Sıcak hava etkisini şubatın ortalarına kadar devam ettirdi. Mevsim olarak kışı yaşamadan yaz sıcaklarını bekler olduk. Kışlık kıyafetlerimize ihtiyaç duymadığımız, daha hafif kıyafetlerimizi kullandığımız ilkbahar dönemine gireceğiz önümüzdeki günlerde.

Dünya üzerinde son birkaç yıldır mevsimsel değişiklikler kendinden iyice söz ettirdi. Ülke gündemimizde bu değişimden nasibini aldı. Türkiye 2013 yılında birçok önemli gelişme yaşadı.

Çözüm sürecinin etkinleştirilmesi, İsrail’in özür dilemesi, 3. Havalimanı’nın ihalesi, IMF’ye olan borcumuzun bitirilmesi, 3. Boğaz Köprüsü’nün temelinin atılması, Gezi Parkı Olayları’nın vukuu bulması, Türkiye’nin 5’inci yüz nakli ameliyatının gerçekleştirilmesi, Demokratikleşme Paketi’nin açıklanması, Marmaray Projesi’nin hizmete açılması...

Ülke vatandaşları olarak 2013 yılının böyle biteceğini düşünürken 17 Aralık günü sabahı bir haber güneşten önce ısıttı gündemimizi. Operasyonun üzerinden 2 ay kadar süre geçti ve bizler bu süreçte birçok yeni bilgiler ve hangi kurum ve kuruluşların nasıl ve kimler için çalıştıklarını daha iyi anlama fırsatına sahip olduk.

Ülke gündeminin her gün sürekli ve etkin olarak değişti(rildi)ği coğrafya olmaktan kurtulamadık. İnsanlarımız değişiyor, kurum ve kuruluşlarımız değişiyor ancak ülkemiz kaybediyor.
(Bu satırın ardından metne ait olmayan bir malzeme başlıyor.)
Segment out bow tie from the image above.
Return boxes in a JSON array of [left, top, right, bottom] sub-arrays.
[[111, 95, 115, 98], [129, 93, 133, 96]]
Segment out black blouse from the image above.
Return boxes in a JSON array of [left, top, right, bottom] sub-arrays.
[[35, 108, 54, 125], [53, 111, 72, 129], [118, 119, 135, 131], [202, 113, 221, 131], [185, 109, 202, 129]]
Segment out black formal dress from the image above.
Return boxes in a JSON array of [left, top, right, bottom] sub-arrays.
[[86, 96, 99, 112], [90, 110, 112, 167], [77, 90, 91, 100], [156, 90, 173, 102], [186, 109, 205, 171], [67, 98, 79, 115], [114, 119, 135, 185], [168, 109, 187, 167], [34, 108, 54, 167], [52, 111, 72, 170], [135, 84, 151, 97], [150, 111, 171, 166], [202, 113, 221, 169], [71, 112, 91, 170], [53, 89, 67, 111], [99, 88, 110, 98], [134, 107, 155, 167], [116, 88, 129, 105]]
Türkiye gelişiyor ve büyüyor, büyüdükçe etkinliği artırıyor. Bunu engellemek isteyenlerde bir takım ayak oyunları peşinde koşuyor. Bu sebeple Türkiye’nin, yaşanan bu olayların üstesinden gelebilmeyi öğrenmesi ve ülke sınırlarımız içerisinde yaşayan vatandaşlarımızın değerlerine zarar verecek her şeyden uzak durması gerekiyor.

**

Son olarak Eski Başbakanlarımızdan Bülent Ecevit’in de söylediği gibi: “her gün bıçak saplı / birinin arkasında / vurulan da biziz vuran da.”